Une fois qu’elle est mise sur pied, c’est vrai que nous, joueurs, on se demande pourquoi elle n’intervient pas plus. On se prive de son aide sur certaines situations. En même temps, je n’ai pas envie que l’on arrête le jeu toutes les cinq minutes pour aller revoir des situations qui, au final, sont assez banales. Est-ce que le ballon est vraiment sorti ici ? Est-ce que ce tacle méritait un jaune ? Est-ce que le talon du joueur est hors-jeu ? On devrait peut-être mettre un peu plus l’accent sur les buts en Suisse. Je n’ai pas l’impression qu’ils soient vraiment passés à la loupe. 

Qu’est-ce que ça change pour les joueurs ?

Quand tu as l’impression d’être victime d’une injustice, cela fait du bien de voir que l’arbitre change sa décision en ta faveur avec l’intervention de ta VAR. Dans l’autre sens, lorsqu’on célèbre un but qui est annulé par la suite, tu en veux à toutes les personnes qui l’ont intronisée dans ton championnat (rires). 

A quel moment la VAR aurait bouleversé l’issue d’une des rencontres du SFC cette saison ?

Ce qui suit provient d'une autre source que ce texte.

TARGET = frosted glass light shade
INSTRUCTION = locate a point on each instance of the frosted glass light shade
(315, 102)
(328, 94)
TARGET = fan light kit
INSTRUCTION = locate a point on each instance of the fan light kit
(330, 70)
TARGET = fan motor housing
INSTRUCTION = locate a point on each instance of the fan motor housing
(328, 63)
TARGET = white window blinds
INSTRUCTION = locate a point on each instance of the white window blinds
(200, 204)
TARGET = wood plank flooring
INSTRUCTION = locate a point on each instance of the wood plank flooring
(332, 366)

à Bâle lors du premier tour. Je prends une gifle qui est presque un coup de poing de Xhaka. La VAR n’intervient pas sur cette situation qui valait à mon sens un carton rouge pour le joueur rhénan. Cela aurait eu une incidence certaine sur l’issue de la rencontre. L’annulation de l’égalisation de Iapichino contre Saint-Gall est étrange. Ils auraient pu aller regarder la vidéo et se rendre compte qu’il n’y avait pas forcément hors-jeu. A part ces deux cas, la VAR n’a pas eu une grande incidence sur notre saison jusqu’à présent, ce qui est plutôt bien. 

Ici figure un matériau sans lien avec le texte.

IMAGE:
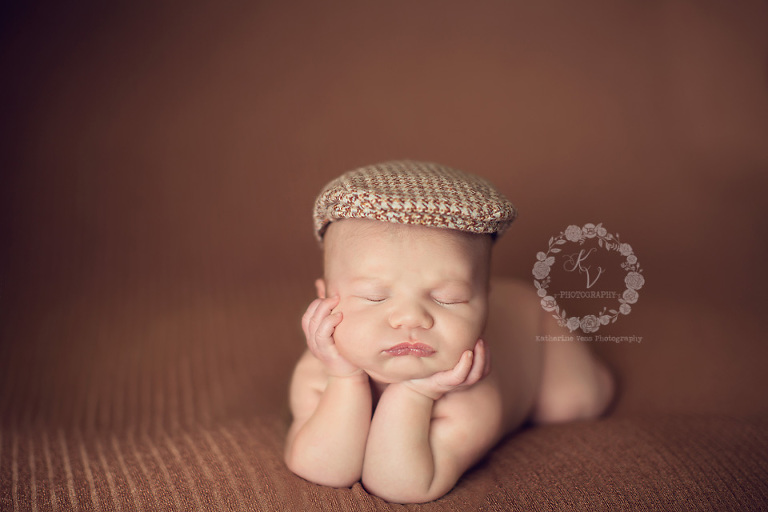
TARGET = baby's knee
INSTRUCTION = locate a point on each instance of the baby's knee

Ça fait mal de célébrer un but qui est ensuite annulé ?

Cela nous est arrivé deux fois je crois. Le 2-0 de Chagas contre Lucerne à la maison et un but de Kone en début de match contre Zürich au Stade de Genève aussi. C’est un drôle de sentiment, une grande frustration. Tu dois attendre cinq minutes pour savoir si tu as marqué ou pas. Le problème c’est que les arbitres de touche n’osent plus lever leur drapeau de peur d’interrompre une action qui pourrait être licite. Ça amène parfois des situations dangereuses. Lors du dernier match contre Thoune, Rapp est au moins un mètre hors-jeu mais on le laisse aller au bout de son action et il vient percuter Frick qui doit sortir sur blessure. C’est dommage. Les arbitres de touche ne prennent plus la responsabilité de lever leurs drapeaux. Ils se « cachent » un peu derrière la vidéo. 

Quelles sont les améliorations que tu vois pour la VAR ?

Il y a un progrès à faire au niveau de la prise de décision je pense. C’est le débat en ce moment un peu partout dans les autres grands championnats. Les décisions sont trop longues à être prises et cela péjore tout le monde, joueurs comme spectateurs dans le stade. En Suisse, par contre, j’ai l’impression que les décisions sont prises trop vite. L’arbitre fait totalement confiance aux arbitres-VAR à Zürich et ne va que rarement voir de lui-même les images. Il doit y avoir un juste milieu. Il y a également un problème de cohérence. Deux situations similaires peuvent amener des décisions différentes. Quand il n’y avait pas de vidéo, on entendait que les arbitres pouvaient avoir des interprétations différentes d’actions similaires. Avec la vidéo, je pense qu’on devrait pouvoir juger de la même manière des fautes identiques. 

Cela crée-t-il de la frustration lorsque l’arbitre ne va pas voir les images?

C’est vrai que j’ai rarement vu un arbitre aller voir de lui-même une action. Il met la main à l’oreillette pendant quelques secondes et le jeu reprend. Ce n’est peut-être pas plus mal vous me direz. Des fois, tu as envie de l’inviter à aller voir de lui-même les images, c’est lui l’arbitre principal, non ?

Est-ce que la VAR a changé ton rapport aux arbitres ? Est-ce que tu « râles » toujours autant sur un terrain ?

Cela n’a pas changé les rapports entre joueurs et arbitres. En revanche, cela change notre manière de jouer. On ne défend plus de la même façon dans la surface par exemple. On sait que le moindre petit contact peut amener un penalty après révision des images. On doit contrôler notre agressivité.